Zukowski also said Libby, a senior captain, was a great role model for younger teammates because he was always at practice “doing exactly what he was supposed to do,” and Zukowski never had to worry about Libby completing his offseason training.

“He’s always his best at the big meets,” Zukowski said. “I mean, I’ll never forget him coming down the straightaway and, you know, his fishing kick (at states this year), and just feeling like I was going to kind of blow up. I was so happy for him and happy for the program and the school.”

Libby said this season’s Class B competition was the most competitive it had been in years, which caused an even bigger struggle with his mindset in the beginning of the season. Libby’s strategy was to conserve his energy for the races that really mattered, those near the end of season. By pacing himself in the beginning, his hope was to empty his tank at the end of the year’s final meets.

“It was definitely just not what I was hoping to do with my senior season,” Libby said in reference to his results. “My mindset was just really not there, like it didn’t feel like states to me, it just didn’t have the same energy.

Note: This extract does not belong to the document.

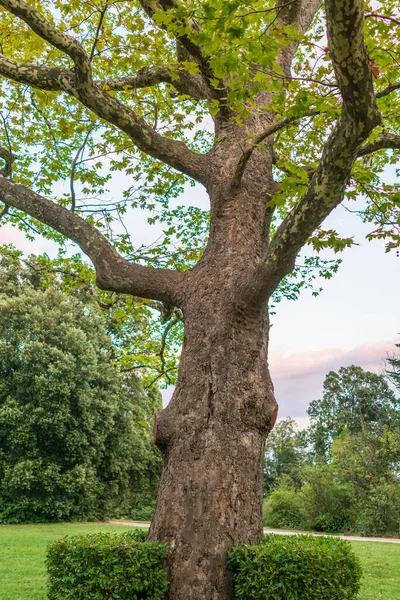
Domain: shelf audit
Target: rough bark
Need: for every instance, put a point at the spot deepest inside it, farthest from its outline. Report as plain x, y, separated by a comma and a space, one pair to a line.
212, 439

I just wasn’t prepared mentally.”


The Class B state meet was postponed one week due to the mass shooting in Lewiston, and Libby said that made it hard to stay in a competitive race mindset.

Yet, he still came in second place to Lake Region junior Sam Laverdiere, who Libby has raced several times.

“After states, I knew I had what it took to be where I wanted to be for New England,” Libby said. “I was so close, and had I had like, one more week, I remember thinking I would have been able to defend my title. But everything happens for a reason, and I can control what I can control.”

At the New England Championships, Libby was able to finish in the top 25 at the New England Championships, which he said was his goal.

“For New Englands, I heard my coach yell out, ’29,’” Libby said. “So I knew I needed to be top 25 for all New England, so at that point, I guess what was going through my mind was just to pass as many people as I could. I remember doing the math in my head, and I remember thinking I either got 25th or 24th.”

Both Libby and Zukowski agree that his strength in races is the final straightaway sprint, because he is able to run his fastest and pass runners in front of him.


“He’s always had a great finishing kick,” Zukowski said. “That’s kind of his M.O., and he gives a lot of strength. So anytime it’s a hillier course or he’s moving up in a in a pack, he does well.”

Zukowski said Libby will go down in history as one of the top two runners ever at Gray New-Gloucester, along with 2014 graduate Will Shafer. Shafer holds the school’s 5K record, 15:53.6, which is about four seconds faster than Libby’s personal-best of 15:57.8, which he ran at the state meet.

Libby also is second in program history to Shafer in the outdoor track and field 1,600- and 800-meter runs. Libby ranks second in the 3,200, a spot ahead of Shafer and six seconds behind Ben Garcia’s 2016 time.

Libby said he is currently talking to several NCAA Division-I schools about running both cross country and track in college. Before graduation, he is playing basketball and running track, specifically the 800 and 1,600. He said he has always been active, starting with soccer in elementary school, football in middle school and cross country from sixth grade on.

“After my sophomore cross country season, at states, I had a really bad race, and I was really wanting to redeem myself,” Libby said. “I knew running was my best sport, and it fired me up.”

Libby said he is thankful for the support he received from his teammates, family and coaches throughout his high school career, and is excited to see what he can accomplish this spring and in college.

“The team this year, we really stepped it up,” Libby said. “We tied our best finish in school history and we had a lot of guys over the past few years really lock in and focus up on running, because me and like basically our top three really started taking it serious, like, last summer of 2022. My first year of training in the offseason, I went on to win states and our team went on to be top four in the region, so it was pretty cool that our team qualified for states this year for the first time in like 10 years.”